Snelling created SCCB’s digital transformation committee when she joined the community bank in 2021. Composed of SCCB executives, IT leaders and some client-facing team members, the committee’s mission is to identify and prioritize opportunities for technology upgrades.

The community bank started with small improvements that simply required policy changes as opposed to major technology investments. “I chipped away at things that we could do that were in our control and we could do really quickly,” Snelling recalls. “Then we started to look to the technology.”

“We look to technology in everything we do in order to drive a good client experience. On the back end, manual operations take away from the time you can spend interacting face-to-face with clients.”
—Krista Snelling, Santa Cruz County Bank

SCCB’s tech revolution

Gradually, SCCB implemented numerous initiatives aimed at efficiency, such as teller cash recyclers, teller deposit capture and cashier check automation. “We’ve made significant investments in both client-facing and back-office technologies that create a better and safer client experience,” Snelling says.

Amid all the technology upgrades, customer experience has been the key criterion. “We look to technology in everything we do in order to drive a good client experience,” Snelling explains. “On the back end, manual operations take away from the time you can spend interacting face-to‑face with clients. Taking the friction out of back-office processes allows us to focus on the client that’s standing in front of us.”

Snelling adds that team members have responded favorably as they see how technology frees them to focus on their customers.

SCCB’s clients have been glad to provide feedback on the community bank’s innovations, according to Snelling, because that meant they’d have a bank that elevates both technology and the client experience. In fact, one of SCCB’s major technology initiatives was setting up the MonJa online platform to service PPP loans.

“We got it up and running in a couple of weeks,” Snelling says. “It was easy for clients to log in and upload information and easy for our staff to converse within the system. It streamlined everything.”

SCCB also introduced Positive Pay for fraud detection. “Check and ACH fraud is everywhere right now,” Snelling says. “Positive Pay is the single best thing to stop fraud.”

She adds that Positive Pay puts control in the client’s hands in a user-friendly way. If the in-clearing check doesn’t match, the client can review it and reject it, effectively limiting exposure to check fraud.

To improve customer service, SCCB recently upgraded its call center using a reporting tool. The analysis of call center data made it possible to better utilize team members and therefore improve the customer experience.

“It tells us exactly how many calls are being made, where and if people are staying on the line or hanging up,” Snelling explains. “Through this data, we’ve been able to reroute calls to the right people who have the knowledge and capacity to answer them. Our abandoned call rates have dropped 80%.”

SCCB digital transformation committee
Pictured: SCCB’s digital transformation committee. From left: Jaime Manriquez, EVP chief information officer; Shamara van der Voort, EVP chief operations officer; Krista Snelling, president and chief executive officer; and Paul Happach, SVP director of product & digital transformation

Rising to meet customer needs

SCCB also created a treasury management department in 2021 to deliver a suite of products that would better serve both the needs and expectations of its commercial clients.
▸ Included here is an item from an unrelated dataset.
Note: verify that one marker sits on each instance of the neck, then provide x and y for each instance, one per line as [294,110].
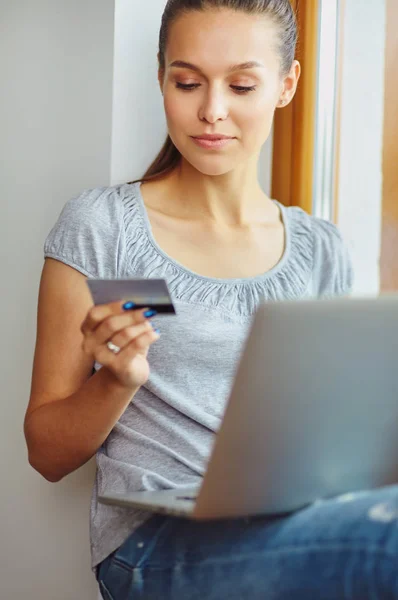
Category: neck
[233,199]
“As we’ve grown, our clients have more sophisticated needs,” Snelling explains. “The treasury management department designs custom solutions for our business clients. We’re to the point that we can compete with the major banks on every bell and whistle.”

The treasury management team shaped the technology upgrade of SCCB’s online banking capabilities, enabling businesses to be their own user admins on their accounts.

“That’s a big deal,” Snelling says. “If I’m the CFO of a business, I can go in myself and control the capabilities of my people, assign accounts, research transactions and reconcile my bank accounts.”

Quick Stat

80%

The drop in abandoned call rates after SCCB made improvements to its call center processes.

Source: Santa Cruz County Bank

Exploring a new niche

Through market outreach, SCCB learned of the need for asset-based lending. That niche is helpful for startup companies that may not have an established track record of profitability but have inventory or other assets and accounts payable.

SCCB had not previously offered this service, but when Snelling learned of the availability of an experienced asset-based lending team at another bank, she acted quickly to bring them on board.

“This nimbleness has served us well, as this division is gaining momentum every day,” she says. “Our business development team have embraced this product offering and love being able to keep the business in house. We help startups with slightly more expensive, more risky lending, and they grow out of this stage and go into cash flow loans.”

SCCB plans to continue with its strategy of using technology to drive efficiencies and a positive customer experience. “This is where the banking universe is going,” Snelling says. “Even in this digital universe, there’s a drive for human interaction that I do not see going away.”